New tests for cancer dispense with GPs

Patients fear they may have cancer will be able to bypass their GP and self-refer for hospital tests under a radical new NHS plan that aims to save 8,000 lives a year. The proposal is part of a five-year strategy by NHS England to improve the prevention, detection and treatment of cancer, which will also involve the creation of an independent task force.


New ways to diagnose cancer earlier will be tested in 60 different areas of the country. The scheme is likely to involve patients attending “diagnostic testing units” in community clinics and hospitals, which will decide if tests are needed. The NHS will also lower thresholds for suspected cancer, so patients are more likely to be referred for tests even if symptoms are “vague”.


Last night, David Cameron said Britain “must never rest” in its efforts to improve survival rates, which remain among the worst in Europe. Major international research has found that Britain’s survival rates for almost all common cancers are worse than the European average and experts believe one of the main reasons is because too few cases are detected early.


Officials are concerned that too many cases of cancer are missed, even when patients have seen their GPs. GPs are advised to refer patients for tests if they have a combination of symptoms, but experts fear some are not following guidelines and missing too many cases.


Simon Stevens, chief executive of the NHS, said: “Survival rates in England are at an all-time high, but too many patients are still being diagnosed late, up to one in four only when they present in A&E.” He said the NHS must take “a fresh look” at its approach to save “at least 8,000 lives a year”.
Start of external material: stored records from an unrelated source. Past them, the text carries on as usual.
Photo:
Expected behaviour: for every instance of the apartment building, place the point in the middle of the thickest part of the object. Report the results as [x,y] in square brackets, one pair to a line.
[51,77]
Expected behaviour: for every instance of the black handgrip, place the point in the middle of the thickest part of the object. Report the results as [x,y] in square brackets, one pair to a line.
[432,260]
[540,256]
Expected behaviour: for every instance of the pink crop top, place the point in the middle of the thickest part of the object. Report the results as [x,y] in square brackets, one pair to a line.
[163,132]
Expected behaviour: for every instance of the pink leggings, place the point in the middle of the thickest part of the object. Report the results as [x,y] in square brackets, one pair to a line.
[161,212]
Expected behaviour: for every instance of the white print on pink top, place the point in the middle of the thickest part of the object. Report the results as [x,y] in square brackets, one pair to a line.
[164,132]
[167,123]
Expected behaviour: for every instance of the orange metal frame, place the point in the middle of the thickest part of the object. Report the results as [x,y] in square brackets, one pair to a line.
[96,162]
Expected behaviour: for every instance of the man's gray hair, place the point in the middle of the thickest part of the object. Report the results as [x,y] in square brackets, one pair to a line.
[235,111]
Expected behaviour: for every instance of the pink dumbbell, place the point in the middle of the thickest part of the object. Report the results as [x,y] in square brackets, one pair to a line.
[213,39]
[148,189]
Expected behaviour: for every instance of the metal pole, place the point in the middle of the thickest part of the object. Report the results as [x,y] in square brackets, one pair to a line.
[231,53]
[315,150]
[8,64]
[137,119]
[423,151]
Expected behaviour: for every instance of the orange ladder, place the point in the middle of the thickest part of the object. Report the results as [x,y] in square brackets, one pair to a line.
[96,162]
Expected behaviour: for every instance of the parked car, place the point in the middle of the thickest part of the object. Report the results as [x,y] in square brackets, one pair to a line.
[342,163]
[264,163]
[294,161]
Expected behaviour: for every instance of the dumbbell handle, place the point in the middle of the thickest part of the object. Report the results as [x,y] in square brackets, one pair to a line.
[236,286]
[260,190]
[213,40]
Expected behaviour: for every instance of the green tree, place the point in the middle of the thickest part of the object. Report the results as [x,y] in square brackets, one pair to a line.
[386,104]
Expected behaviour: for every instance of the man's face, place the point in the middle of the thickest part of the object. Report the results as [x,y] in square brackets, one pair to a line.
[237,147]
A taskforce led by Harpal Kumar, chief executive of Cancer Research UK, will set out a strategy to improve prevention, speed up diagnosis and provide better treatment and aftercare. A year ago, NHS research involving 8,000 GPs found that 60 per cent had referred less than half of patients who turned out to have cancer within two weeks. Health officials also pledged today to invest £5 m a year in stereotactic ablative radiotherapy (SABR), which can target tumours. It came after a campaign by former England rugby captain Lawrence Dallaglio, who branded NHS officials “a national disgrace” when they appeared to backtrack from plans to extend the therapy.


The new programme will mean an extra 750 patients a year can receive the treatment, which will also widen the number of cancers treated with it. The new strategy will be published in the summer. But before then work will start with Cancer Research UK and Macmillan Cancer Support, testing new ways to speed up diagnosis in pilots across the country, including London, Manchester, Suffolk, Cumbria and Staffordshire.


More than one in three people in the UK develop cancer and half will now live for at least 10 years. Forty years ago, average survival was a year. Latest statistics show the one-year cancer survival rate in England has increased from 59.7 per cent for adults diagnosed in 1997 to 69.3 per cent.


In 2011, the Improving Outcomes strategy set out plans to save at least 5,000 extra lives a year by 2015, a figure that is on track to be exceeded.The new plan aims to increase the percentage of diagnoses made early from 50 to 60 per cent within five years, the equivalent to 8,000 patients living for an extra five years.


Mr Kumar said the strategy would feed into the next spending review, with extra investment required to improve survival rates. He said the 60 pilots would test a number of approaches, including direct access to tests.


“It’s not about bypassing GPs but finding ways to improve diagnosis where there is poor access to GPs, or symptoms are diffuse,” he said.


He said the average family doctor saw just eight cancer cases a year and also needed more support to identify symptoms.


Mr Dallaglio said: “This project will double the number of patients being treated with SABR, more than double the number of cancers treated and lead the way for patients to be treated within their own regions.”


However, the plans come as major cuts to the number of drugs funded by the NHS for cancer patients are due to be announced.